Dynamic Extensions

Our focus this week is on the creation of software that can be modified while it is running. The idea is not necessarily that we want to change existing functionality, but rather that we want to add functionality. To this end, we will look at how to extend a program by loading code directly into it. We'll start with specific mechanisms for C and Java. Then we'll look at a more generic mechanism that can be achieved using the operating system. Finally, we'll look at techniques that bridge multiple languages.

Let's start with an example. Suppose that you have a web server, and you want to allow that web server to execute custom code in order to handle requests. One way to do this is to have the web server run a special program in response to any requests for a specific resource. This is how the web worked in its earliest days: the cgi-bin folder stored perl scripts, and whenever a request was made for a resource in the cgi-bin folder, the web server would start the program corresponding to that resource, pass it the details of the request, await an output, and then pass that output back to the client.

To be clear, that technique works, and we'll do it in a later step of the tutorial.
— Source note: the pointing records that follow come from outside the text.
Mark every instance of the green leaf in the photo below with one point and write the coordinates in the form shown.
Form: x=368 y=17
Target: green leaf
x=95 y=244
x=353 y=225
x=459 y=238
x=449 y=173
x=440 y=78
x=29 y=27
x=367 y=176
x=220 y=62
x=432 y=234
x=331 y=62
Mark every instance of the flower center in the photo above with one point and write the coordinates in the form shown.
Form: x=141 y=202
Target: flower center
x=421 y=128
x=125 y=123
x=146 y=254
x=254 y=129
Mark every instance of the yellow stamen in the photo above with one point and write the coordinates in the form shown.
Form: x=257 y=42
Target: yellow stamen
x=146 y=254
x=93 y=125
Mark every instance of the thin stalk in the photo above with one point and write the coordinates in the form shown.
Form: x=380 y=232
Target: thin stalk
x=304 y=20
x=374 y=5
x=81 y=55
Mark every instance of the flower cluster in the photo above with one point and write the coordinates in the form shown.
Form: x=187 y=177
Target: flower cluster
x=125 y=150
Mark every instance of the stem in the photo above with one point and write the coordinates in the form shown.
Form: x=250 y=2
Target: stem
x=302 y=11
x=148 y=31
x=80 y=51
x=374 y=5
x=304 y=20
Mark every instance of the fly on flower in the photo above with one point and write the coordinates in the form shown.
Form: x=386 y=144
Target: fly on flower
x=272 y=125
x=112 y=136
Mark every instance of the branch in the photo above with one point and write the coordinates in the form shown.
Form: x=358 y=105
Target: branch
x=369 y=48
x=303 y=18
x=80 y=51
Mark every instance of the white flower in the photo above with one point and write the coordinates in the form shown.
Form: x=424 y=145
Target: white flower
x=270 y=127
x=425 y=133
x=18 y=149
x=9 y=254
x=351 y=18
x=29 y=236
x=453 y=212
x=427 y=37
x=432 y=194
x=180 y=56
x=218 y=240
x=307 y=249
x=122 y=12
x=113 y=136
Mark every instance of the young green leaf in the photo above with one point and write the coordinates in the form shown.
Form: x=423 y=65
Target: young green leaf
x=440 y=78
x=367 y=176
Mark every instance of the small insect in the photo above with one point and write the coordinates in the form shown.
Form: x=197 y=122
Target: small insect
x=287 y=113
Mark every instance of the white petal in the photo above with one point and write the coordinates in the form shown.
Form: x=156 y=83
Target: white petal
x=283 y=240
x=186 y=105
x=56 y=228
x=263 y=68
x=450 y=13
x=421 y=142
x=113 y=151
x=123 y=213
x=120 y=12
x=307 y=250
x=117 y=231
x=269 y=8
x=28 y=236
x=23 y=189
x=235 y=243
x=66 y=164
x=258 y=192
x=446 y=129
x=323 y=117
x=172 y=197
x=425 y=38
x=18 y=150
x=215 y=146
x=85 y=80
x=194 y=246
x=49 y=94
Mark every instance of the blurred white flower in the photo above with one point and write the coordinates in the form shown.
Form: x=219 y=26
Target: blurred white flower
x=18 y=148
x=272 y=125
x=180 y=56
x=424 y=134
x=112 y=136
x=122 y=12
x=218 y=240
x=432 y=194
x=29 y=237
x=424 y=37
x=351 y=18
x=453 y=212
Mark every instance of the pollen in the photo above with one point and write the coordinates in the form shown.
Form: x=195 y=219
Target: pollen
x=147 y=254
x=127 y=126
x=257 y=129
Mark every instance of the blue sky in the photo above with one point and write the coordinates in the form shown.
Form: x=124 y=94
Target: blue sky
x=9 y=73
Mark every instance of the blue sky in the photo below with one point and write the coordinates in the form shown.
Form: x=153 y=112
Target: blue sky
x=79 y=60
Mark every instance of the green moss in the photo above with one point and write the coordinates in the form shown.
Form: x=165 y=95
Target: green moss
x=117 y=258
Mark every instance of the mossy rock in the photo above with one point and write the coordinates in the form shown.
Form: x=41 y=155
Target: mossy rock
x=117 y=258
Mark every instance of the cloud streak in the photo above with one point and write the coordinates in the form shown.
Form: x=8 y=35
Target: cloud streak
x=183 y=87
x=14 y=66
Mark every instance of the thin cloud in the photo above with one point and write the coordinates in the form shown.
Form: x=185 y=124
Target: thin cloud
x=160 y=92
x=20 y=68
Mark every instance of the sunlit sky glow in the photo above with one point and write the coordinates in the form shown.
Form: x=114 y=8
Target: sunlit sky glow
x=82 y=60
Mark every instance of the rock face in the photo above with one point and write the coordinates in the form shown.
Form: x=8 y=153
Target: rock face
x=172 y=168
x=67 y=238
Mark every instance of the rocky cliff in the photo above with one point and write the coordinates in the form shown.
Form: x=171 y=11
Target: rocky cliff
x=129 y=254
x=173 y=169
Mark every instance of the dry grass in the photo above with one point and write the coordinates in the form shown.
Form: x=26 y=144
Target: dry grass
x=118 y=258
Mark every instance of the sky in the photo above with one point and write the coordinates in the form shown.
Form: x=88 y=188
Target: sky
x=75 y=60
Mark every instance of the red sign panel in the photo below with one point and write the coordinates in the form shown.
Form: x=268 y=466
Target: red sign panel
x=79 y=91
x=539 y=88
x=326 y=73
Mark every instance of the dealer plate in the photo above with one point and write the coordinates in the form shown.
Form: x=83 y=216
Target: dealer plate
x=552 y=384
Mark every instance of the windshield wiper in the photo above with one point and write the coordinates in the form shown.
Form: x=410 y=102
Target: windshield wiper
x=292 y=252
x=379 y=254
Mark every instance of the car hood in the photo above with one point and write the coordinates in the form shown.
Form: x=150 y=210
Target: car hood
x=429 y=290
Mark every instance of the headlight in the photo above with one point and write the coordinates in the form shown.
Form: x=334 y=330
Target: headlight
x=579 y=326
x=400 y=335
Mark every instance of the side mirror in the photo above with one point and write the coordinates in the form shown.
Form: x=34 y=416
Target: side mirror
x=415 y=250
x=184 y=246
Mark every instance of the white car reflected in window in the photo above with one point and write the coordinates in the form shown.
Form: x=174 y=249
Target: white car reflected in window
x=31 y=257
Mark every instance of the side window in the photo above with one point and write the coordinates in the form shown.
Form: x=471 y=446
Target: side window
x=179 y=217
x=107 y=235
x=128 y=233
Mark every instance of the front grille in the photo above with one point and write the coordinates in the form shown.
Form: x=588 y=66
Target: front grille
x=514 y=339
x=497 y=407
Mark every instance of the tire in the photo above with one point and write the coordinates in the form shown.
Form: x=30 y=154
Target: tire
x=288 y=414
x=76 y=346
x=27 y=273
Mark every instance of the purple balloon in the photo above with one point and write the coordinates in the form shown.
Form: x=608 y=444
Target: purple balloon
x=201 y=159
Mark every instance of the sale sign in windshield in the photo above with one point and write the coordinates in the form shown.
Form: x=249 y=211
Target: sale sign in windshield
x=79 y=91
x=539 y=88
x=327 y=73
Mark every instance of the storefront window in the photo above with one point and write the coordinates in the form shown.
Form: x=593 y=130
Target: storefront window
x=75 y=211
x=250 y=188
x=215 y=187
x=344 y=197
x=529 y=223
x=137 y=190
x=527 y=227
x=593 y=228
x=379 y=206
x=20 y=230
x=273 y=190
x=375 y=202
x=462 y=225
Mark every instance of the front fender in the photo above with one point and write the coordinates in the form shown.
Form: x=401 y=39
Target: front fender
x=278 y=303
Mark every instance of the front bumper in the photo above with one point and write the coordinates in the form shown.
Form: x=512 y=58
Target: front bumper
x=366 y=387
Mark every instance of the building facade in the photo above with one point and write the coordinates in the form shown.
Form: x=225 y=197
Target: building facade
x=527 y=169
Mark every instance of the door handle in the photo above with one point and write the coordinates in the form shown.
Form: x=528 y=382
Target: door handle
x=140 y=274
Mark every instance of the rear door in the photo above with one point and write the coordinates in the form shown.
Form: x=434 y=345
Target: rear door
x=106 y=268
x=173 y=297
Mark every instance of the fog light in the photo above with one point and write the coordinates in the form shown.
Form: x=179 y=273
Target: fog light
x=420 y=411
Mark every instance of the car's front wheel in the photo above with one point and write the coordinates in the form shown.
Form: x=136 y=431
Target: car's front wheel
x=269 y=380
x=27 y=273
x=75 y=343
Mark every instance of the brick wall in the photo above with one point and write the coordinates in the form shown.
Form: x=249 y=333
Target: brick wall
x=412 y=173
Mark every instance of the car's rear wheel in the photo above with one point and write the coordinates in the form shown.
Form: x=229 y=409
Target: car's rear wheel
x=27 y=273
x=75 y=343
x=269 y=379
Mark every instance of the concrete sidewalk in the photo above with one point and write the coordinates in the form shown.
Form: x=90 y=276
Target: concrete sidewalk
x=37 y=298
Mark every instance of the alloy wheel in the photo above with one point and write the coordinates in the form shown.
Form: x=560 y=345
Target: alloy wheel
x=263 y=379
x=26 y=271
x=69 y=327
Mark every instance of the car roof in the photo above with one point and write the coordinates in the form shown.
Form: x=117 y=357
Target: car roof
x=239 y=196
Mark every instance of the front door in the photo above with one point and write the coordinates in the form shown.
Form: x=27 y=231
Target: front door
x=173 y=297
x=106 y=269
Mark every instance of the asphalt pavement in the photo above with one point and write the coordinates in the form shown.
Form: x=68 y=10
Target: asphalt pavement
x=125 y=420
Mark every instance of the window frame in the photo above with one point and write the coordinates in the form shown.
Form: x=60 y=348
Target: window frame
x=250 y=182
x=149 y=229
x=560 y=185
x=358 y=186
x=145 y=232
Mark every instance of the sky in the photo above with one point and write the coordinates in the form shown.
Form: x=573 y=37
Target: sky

But first, let's try to do things in a very efficient way: by loading code directly into a running program.

The example that we will use (abuse?) throughout this tutorial is a program that manipulates and prints text. It doesn't sound very special, but it will be enough to demonstrate the mechanics of extensibility.

Since we're working in C/C++, let's start by going over some basics. First of all, it's important that you understand the following syntax:

void* (*funct)(int, char);

This line is defining a variable that is a function pointer. It says that funct is a pointer to a function that takes two parameters, the first of which is an int and the second of which is a char. The function returns a void*.

If we had a bunch of functions in our program that matched the above signature, we could make this pointer refer to any of them. If you're thinking "oh, wow, I could avoid a lot of switch statements and if/else blocks by using function pointers", you're right. Here's a trivial example:

You can compile that code with the command g++ simple.cc -o simple. You should invoke it a few times, and you should be sure you understand every line of the code. Here are a few runs I did:

Once you are comfortable with the idea of function pointers, we can move on to the next step: dynamically loading code into a running program.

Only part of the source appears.